Halimi anlatacak sözler yazamam artık

Bu kavruk mektuba

Rüzgardan yan yatmış otlar koydum

Gerisini sen anla.

Ankara,

Kekliğinim, boynumda bir siyah halka.

Birhan Keskin, Yo’l, Metis Yayınları, 1. Baskı, Nisan 2006, İstanbul.

Şair Birhan Keskin sordu, Murathan Mungan cevapladı: Bu kitabı çatarken tamamen bitmiş 46 şiiri yırtıp çöpe attım

Zamanın demi önemlidir. Şiir bir dem sanatıdır çünkü

Altı yıl aradan sonra yeni şiir kitabı Solak Defterler’i yayımlayan Murathan Mungan, şair Birhan Keskin’in sorularını yanıtladı. Mungan, daha önce yayımlamadığı eski şiirleriyle yeni şiirlerinin yer aldığı kitaba ilişkin “Bu kitabı çatarken tamamen bitmiş 46 şiiri yırtıp çöpe attım. Hatta bilgisayar dosyalarını bile sildim. Kötü şiirler miydi, hayır, ama benim için yeterince iyi değillerdi” diye konuştu.

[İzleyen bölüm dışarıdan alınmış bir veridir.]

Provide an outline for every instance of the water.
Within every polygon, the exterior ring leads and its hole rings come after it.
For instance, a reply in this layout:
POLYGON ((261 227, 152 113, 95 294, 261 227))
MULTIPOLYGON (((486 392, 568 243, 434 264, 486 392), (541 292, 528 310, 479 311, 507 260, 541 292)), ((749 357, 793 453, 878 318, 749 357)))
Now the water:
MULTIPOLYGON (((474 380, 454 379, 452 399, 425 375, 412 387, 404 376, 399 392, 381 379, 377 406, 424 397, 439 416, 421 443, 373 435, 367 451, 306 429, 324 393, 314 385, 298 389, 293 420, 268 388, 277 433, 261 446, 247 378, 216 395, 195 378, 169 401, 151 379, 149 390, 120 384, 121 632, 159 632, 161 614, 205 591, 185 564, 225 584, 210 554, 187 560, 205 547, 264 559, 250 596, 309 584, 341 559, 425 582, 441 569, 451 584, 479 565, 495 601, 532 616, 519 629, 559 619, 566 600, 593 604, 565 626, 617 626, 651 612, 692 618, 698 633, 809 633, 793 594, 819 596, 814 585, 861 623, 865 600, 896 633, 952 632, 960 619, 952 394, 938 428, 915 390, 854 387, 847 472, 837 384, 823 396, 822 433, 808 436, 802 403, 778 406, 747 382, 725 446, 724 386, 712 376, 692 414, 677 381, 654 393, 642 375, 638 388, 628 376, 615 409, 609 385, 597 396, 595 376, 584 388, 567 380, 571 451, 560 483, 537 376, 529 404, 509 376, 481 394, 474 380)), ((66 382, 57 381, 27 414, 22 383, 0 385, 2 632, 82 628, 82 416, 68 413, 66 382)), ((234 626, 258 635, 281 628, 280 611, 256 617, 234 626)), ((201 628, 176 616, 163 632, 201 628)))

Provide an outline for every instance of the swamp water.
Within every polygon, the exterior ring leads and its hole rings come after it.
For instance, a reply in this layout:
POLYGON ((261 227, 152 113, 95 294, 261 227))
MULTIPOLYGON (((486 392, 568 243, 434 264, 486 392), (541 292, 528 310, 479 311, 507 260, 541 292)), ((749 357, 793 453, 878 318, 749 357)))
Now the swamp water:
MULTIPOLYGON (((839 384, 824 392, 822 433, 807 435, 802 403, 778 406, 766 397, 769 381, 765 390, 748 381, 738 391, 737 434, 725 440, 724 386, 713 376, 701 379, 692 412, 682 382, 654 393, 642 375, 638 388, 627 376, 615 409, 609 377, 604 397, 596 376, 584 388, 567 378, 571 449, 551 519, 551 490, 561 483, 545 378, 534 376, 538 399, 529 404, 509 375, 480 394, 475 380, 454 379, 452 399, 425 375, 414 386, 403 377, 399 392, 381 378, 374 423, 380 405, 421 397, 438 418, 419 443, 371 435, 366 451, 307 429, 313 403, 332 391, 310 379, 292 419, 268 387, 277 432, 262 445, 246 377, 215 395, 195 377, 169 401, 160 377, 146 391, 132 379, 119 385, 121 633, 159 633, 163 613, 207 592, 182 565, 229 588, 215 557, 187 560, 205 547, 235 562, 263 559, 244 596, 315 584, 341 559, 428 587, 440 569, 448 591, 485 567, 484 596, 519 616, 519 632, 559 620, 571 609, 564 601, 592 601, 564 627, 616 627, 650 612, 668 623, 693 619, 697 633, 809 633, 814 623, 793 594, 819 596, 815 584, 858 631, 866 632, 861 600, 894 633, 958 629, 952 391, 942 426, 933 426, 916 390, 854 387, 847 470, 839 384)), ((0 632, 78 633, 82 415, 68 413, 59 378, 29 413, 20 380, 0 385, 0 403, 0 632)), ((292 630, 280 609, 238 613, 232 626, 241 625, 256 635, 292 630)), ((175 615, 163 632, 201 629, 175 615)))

Radikal Kitap’ta yayımlanan söyleşide, Keskin’in sorularına Mungan’ın yanıtları şöyle:

Birhan Keskin: Sevgili Murathan, önce Solak Defterler için bir okurun olarak teşekkür etmek istiyorum. Ve ardından da ilk izlenimlerimi söylemek, sormak isterim. Bu kitapta birçok defter var yılların içinde birbirine bitişen, ama şair her birinde aynı derviş aynı distilasyon ustası. Buradan başlayalım mı konuşmaya?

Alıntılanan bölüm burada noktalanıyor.